从宫外回到玉宸宫,向虞贵妃行礼时,青黛的平静从容收起,恢复了恭顺。
哪怕清楚眼前人是受兄长所控的棋子,可在这巍峨宫廷待久了,见惯了虞贵妃说一不二,视人为蝼蚁的张狂模样,她时常会心生不安。
这枚棋子,真的能一直被牢牢捏着,不会反噬吗?
这种不安让她很难以执棋者的态度对虞贵妃,面上的恭顺并不全是伪装。
“拿到了吗?”虞贵妃直接问。
“拿到了。”
虞贵妃高悬的心终于放下,唇角扬起:“辛苦了。”
她没问青峰有没有话传,伸手把药瓶接过来爱惜摩挲。
青黛则道:“阿兄在查昨日那只炙鸭的事。”
“嗯。”虞贵妃敷衍应了一声。
青黛动了动唇。
虞贵妃就不担心昨日的事不是意外么?
虞贵妃轻扫一眼青黛,心中冷笑。
她有什么好担心,宫外若出了问题,青峰比谁都急。
“退下吧。
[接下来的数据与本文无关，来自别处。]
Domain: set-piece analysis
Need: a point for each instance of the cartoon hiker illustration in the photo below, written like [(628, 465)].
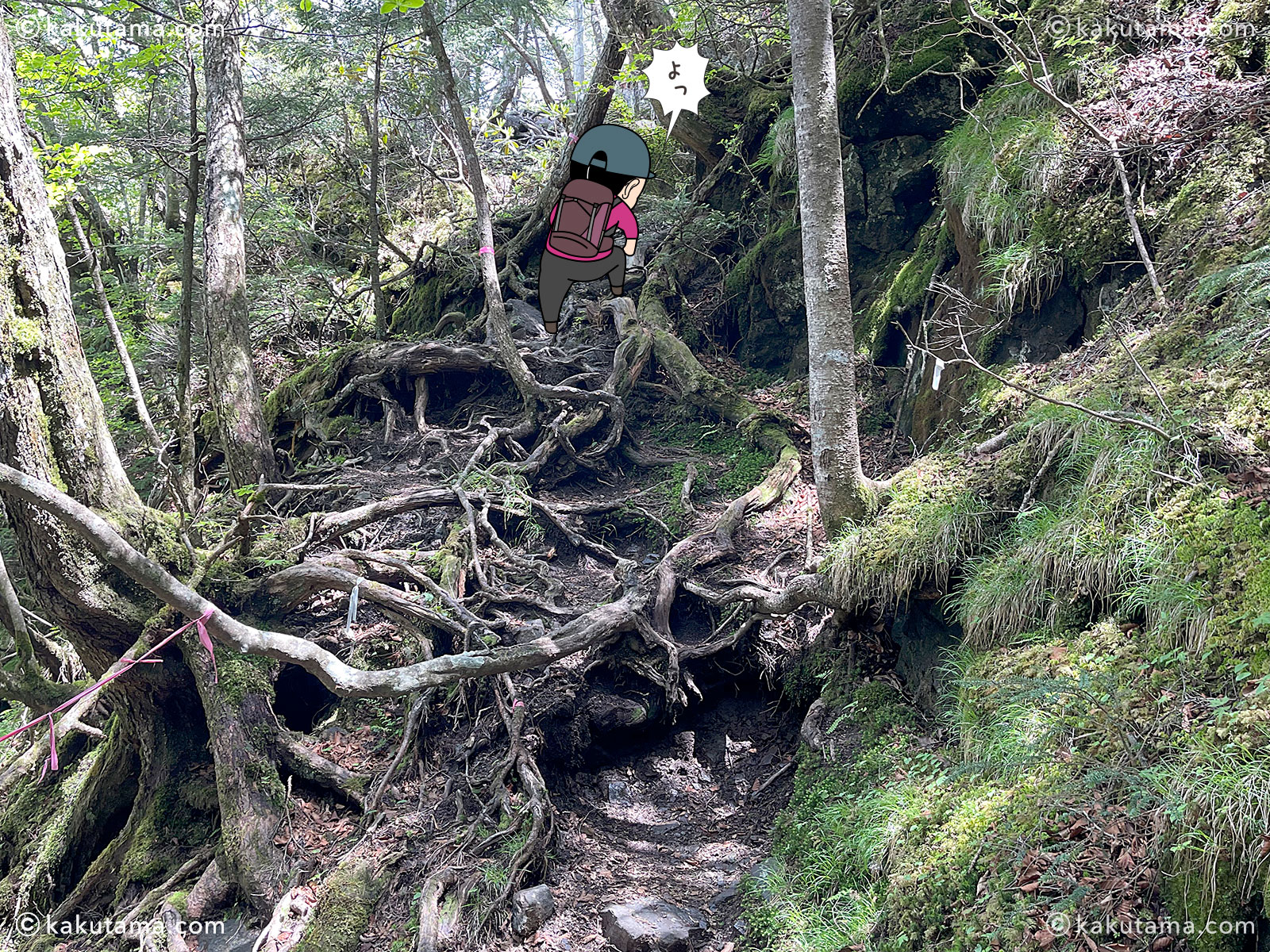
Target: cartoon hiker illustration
[(607, 171)]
”
青黛屈了屈膝,退了出去。
虞贵妃把解药珍而重之收入暗格,躺在床榻上睡了过去,一睡就睡到了近黄昏。
“去问问,秋蘅招了吗。”
前往内牢询问的内侍不久后回来禀报:“娘娘,薛公公说秋蘅还没招认。”
“这个薛全,莫不是怕养子怪他,审问时放水呢。”虞贵妃吹了吹留长的指甲。